• orthogonal •
or-tha-gê-nêl • Hear it!
Part of Speech: Adjective
Meaning: 1. At right angles, perpendicular (to). 2. Totally irrelevant, not at all germane to some point under discussion. 3. Statistically unrelated or independent.
Notes: Today's word comes from Greek via Latin and hence has all the derivational accoutrements of classical words. The noun is orthogonality and you can make a verb, orthogonalize "to place at right angles" out of it. The adverb has the usual suffix: orthogonally.
In Play: Today's word is useful in discussions of both practical and philosophical matters. Practically, we may say, "The trunk of a capital 'T' is orthogonal to its cross bar." To stretch that sense a wee bit, we might comment, "I wouldn't say that she drank too much last night but Wanda Round left the party somewhat less than orthogonal." On a more philosophical note: "Jack Uzzi raises so many orthogonal issues in staff meetings, it seems he is totally solipsistic."
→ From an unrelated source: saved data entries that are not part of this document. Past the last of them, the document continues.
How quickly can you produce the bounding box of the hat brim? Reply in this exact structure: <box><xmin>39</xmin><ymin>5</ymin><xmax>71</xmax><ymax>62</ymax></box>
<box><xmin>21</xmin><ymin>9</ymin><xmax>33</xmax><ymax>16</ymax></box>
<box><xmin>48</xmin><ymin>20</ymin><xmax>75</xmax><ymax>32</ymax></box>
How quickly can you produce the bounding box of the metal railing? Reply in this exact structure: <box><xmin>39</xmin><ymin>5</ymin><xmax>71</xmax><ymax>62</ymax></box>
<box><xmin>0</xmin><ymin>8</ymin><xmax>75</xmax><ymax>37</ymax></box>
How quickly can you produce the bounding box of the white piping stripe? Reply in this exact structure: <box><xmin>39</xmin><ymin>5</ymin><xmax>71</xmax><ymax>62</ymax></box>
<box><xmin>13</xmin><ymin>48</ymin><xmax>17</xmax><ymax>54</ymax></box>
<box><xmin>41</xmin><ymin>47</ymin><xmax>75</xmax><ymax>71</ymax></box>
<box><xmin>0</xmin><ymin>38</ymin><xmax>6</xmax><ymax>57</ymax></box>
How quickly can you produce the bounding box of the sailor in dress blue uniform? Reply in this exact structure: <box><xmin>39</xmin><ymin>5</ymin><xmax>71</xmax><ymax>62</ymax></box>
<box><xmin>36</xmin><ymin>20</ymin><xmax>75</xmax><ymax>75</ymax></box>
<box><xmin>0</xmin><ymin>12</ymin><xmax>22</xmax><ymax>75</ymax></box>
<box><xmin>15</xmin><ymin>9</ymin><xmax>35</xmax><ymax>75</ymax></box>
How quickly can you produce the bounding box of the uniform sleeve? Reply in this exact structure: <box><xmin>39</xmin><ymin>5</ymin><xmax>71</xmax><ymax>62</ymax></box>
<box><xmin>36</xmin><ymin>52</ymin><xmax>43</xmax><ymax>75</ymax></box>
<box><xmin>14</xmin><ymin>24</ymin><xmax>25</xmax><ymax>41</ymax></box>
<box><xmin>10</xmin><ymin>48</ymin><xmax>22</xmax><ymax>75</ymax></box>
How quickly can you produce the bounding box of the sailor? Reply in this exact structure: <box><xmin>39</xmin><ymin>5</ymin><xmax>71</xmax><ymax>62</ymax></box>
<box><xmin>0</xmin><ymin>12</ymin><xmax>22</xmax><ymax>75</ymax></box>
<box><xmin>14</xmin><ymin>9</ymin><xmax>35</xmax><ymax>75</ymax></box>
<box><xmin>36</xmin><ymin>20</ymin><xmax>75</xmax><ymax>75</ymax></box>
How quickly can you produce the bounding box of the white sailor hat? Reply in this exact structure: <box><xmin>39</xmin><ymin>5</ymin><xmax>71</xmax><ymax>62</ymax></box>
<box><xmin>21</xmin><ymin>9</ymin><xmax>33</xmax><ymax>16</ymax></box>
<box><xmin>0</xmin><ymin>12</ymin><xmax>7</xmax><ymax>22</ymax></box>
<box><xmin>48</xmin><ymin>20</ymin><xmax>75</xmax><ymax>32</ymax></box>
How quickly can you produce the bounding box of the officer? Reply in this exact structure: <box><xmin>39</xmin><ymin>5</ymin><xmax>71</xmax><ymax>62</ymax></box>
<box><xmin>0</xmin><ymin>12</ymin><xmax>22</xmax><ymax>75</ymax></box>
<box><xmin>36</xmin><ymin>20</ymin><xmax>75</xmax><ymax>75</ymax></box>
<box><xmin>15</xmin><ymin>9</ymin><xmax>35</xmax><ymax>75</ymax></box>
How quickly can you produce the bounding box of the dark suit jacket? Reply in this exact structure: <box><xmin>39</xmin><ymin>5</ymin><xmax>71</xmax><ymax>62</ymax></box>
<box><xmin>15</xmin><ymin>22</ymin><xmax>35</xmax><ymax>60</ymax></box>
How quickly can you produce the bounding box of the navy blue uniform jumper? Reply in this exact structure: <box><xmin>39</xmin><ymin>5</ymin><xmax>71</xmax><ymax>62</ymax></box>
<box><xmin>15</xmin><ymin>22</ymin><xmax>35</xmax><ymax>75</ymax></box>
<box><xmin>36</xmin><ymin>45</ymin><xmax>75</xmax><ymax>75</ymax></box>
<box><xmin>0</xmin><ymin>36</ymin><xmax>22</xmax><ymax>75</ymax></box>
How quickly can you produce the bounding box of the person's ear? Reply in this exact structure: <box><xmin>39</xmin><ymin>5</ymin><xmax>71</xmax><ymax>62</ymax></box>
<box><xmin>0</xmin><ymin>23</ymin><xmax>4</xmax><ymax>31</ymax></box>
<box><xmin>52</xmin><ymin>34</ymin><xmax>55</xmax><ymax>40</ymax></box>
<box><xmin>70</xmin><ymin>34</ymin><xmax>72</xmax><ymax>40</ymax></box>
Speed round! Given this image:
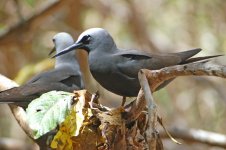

Word History: Today's Good Word comes from Greek orthogonios "at right angles" based on orthos "right, correct" + gonia "angle". The original root came into Greek as both gonia and gona "knee", so apparently originally meant "knee" and "angle", two meanings obviously related. The same root came up in Latin genu "knee", which underlies genuflect "bow", based on a combination meaning "knee-bending". In English we have the very predictable knee and kneel from the same PIE root. Orthos "right" (in both senses) appears in many English words, such as orthography "correct spelling" and orthodoxy "correct belief".